Daisy May’s BBQ Cart
50th btw. 6th and 7th
Want big Texas BBQ taste from a tiny beige cart? Daisy May’s is your go-to for what’s been called the best BBQ in midtown. There are three sandwiches on the menu—Carolina pulled pork ($8), Texas chopped beef brisket ($8), and BBQ chicken ($7)—and one big bowl of stick-to-your ribs Texas-style chili ($6). For an extra buck, add Cajun dirty rice and beans, and wash the whole thing down with a cup of sweet tea ($3).
Corner of 46th & and 6th Ave.
Bangledeshi native Meru Sikder grills up spicy and flavorful chicken tikka, vegetable biryani, and kebab combos (all about $6), but the real prize is the burrito-like rolls called kati. Wrapped in light and flakey chapati, or Indian flatbread, there are four options: the King Koti (chicken tikka), the Buradi (chicken with spicy mint habanero sauce), the Chennai (lemongrass chicken with sweet chili sauce), and for those who prefer mild, the Prune, (with grilled onions). Get any two for just $4. There’s also a potato-filled veggie version available.

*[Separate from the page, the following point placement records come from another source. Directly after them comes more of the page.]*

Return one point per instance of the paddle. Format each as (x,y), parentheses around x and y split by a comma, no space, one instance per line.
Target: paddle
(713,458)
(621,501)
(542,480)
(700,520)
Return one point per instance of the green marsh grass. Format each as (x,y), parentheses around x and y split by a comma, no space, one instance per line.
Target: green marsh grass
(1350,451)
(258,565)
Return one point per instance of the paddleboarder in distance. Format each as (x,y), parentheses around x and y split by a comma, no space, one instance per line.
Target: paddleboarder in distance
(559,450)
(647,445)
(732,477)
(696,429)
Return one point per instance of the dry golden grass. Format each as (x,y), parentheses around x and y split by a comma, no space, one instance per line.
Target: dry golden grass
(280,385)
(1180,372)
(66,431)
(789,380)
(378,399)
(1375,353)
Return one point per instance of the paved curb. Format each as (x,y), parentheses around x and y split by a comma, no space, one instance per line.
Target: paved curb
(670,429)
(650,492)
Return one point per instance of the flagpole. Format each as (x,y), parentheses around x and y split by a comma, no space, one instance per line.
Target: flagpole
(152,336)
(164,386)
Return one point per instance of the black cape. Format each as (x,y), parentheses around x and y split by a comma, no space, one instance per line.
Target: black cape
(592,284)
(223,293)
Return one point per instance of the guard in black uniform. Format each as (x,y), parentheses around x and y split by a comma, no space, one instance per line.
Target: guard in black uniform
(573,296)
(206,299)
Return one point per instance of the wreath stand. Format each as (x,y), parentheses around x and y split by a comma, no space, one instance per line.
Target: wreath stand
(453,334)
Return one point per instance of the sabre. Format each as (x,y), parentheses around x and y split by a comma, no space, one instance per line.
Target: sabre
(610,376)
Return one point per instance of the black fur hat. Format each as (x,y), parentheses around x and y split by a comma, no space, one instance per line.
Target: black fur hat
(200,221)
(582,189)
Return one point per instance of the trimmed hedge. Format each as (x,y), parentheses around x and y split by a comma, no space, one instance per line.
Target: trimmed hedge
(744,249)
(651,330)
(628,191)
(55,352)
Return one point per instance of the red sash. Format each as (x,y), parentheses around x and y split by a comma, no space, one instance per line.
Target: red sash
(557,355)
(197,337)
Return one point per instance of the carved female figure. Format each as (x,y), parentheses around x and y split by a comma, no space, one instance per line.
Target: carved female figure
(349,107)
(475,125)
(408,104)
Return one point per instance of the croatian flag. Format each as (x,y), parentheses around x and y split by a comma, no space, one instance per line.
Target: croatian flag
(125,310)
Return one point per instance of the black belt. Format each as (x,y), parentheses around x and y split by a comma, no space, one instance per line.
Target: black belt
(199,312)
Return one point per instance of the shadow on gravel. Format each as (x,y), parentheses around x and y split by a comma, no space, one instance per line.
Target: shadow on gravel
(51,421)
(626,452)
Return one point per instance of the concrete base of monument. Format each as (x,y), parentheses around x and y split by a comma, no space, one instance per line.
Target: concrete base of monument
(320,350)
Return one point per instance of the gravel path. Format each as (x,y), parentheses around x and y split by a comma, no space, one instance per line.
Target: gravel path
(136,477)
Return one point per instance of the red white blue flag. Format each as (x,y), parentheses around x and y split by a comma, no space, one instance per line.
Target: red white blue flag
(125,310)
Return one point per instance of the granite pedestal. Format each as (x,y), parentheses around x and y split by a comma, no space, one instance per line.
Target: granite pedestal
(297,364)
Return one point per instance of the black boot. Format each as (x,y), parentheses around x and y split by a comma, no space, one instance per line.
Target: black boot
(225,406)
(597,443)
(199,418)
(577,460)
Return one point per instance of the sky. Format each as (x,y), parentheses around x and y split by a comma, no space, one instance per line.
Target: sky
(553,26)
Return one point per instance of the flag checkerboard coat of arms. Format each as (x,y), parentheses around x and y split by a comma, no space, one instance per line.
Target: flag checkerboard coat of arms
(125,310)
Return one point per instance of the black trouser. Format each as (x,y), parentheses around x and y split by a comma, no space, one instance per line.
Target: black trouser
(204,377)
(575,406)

SE corner of 53rd & 6th; SW corner of 53rd & 7th
It’s hard to miss the long lines hugging the curb at the corner of 53rd and 6th, the location of the famous Halal carts, but make sure to chose the right one—look for the guys wearing yellow shirts and passing out yellow bags. One of the best deals in town—a huge, steaming portion of chicken, beef, or lamb, with rice and pita for $6, or a sandwich for $4—isn’t just a lunchtime favorite. The carts stick around ’till late-night, making their Middle Eastern standards a satisfying after-theater or after bar-hopping snack.